1.    Patient Account Number – Enter the patient account number up to 20 digits. Numbers and letters only should be entered in this field. Do not enter spaces, dashes or slashes or any special characters.

2.    Date of Service – Enter the from date of service the attachment applies to.

3.    Sequence Number –Enter the provider generated sequence number up to 5 digits only.

4.    Provider Number – Enter the Medicaid Provider number.

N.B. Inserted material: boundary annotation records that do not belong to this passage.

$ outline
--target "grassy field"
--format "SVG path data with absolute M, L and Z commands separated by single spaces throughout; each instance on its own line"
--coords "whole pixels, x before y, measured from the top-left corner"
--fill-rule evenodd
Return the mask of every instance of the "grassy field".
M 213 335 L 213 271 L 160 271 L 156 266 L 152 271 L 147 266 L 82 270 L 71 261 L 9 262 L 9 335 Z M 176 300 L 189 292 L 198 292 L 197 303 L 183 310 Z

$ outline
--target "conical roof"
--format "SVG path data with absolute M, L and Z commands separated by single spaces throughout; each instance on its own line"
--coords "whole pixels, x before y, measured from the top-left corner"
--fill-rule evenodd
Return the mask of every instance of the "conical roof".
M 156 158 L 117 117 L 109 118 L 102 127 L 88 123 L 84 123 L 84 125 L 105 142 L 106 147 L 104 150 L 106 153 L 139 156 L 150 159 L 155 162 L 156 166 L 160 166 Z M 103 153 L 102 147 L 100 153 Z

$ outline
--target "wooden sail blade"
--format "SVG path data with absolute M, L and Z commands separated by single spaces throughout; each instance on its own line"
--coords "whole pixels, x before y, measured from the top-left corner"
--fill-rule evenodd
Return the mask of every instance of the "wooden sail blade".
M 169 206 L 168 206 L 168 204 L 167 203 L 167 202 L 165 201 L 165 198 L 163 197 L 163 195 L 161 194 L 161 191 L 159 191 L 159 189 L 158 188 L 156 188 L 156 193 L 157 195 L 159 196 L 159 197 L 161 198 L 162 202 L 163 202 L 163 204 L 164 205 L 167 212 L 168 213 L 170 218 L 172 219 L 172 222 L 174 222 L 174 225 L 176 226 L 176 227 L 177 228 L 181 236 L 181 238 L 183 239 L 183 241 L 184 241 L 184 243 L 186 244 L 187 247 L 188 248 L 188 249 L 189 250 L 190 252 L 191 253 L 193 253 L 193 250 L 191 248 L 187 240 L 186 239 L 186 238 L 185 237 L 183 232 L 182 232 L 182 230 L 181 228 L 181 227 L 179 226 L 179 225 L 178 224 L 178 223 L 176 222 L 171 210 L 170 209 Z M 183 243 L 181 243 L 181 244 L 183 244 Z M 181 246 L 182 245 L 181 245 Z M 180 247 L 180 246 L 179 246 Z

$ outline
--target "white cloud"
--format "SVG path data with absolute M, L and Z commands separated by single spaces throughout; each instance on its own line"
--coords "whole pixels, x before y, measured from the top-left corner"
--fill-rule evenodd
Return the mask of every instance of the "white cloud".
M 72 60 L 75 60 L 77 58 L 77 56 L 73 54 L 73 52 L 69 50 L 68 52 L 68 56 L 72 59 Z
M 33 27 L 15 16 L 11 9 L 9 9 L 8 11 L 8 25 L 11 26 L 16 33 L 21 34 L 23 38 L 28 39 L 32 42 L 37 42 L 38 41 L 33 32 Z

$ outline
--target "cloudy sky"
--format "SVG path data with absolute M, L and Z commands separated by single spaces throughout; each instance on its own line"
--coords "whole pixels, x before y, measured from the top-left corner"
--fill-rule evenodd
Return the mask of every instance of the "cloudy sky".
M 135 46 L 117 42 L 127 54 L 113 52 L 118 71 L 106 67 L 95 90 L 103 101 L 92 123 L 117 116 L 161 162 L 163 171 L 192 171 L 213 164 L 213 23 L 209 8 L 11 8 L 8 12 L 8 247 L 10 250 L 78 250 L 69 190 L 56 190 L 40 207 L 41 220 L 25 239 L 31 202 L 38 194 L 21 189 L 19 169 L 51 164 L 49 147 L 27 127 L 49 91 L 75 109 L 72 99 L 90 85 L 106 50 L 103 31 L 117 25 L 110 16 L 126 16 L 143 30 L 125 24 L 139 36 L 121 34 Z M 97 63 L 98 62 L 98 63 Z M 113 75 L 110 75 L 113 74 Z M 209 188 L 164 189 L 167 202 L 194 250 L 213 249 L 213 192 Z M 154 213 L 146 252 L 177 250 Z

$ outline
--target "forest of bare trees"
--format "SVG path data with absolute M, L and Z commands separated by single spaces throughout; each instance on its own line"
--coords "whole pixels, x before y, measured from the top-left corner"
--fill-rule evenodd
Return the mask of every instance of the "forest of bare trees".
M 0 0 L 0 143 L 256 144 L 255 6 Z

5.    Provider Name – Enter the name of the Provider.

6.    Enrollee Identification Number – Enter the Medicaid ID number of the Enrollee.

7.    Enrollee Last Name - Enter the last name of the Enrollee.

8.    First – Enter the first name of the Enrollee.

9.    MI – Enter the middle initial of the Enrollee.

10.    Type of Attachment – Check the type of attachment or specify.

11.    Comment – Enter comments if necessary.

12.    Authorized Signature – Signature of the Provider or authorized Agent.

13.    Date Signed – Enter the date the form was signed.

Attachments are sent to the same mailing address used for claim submission. Use appropriate PO Box number. Mailing addresses are available in the Provider manuals or check the DMAS website at www.dmas.virginia.gov.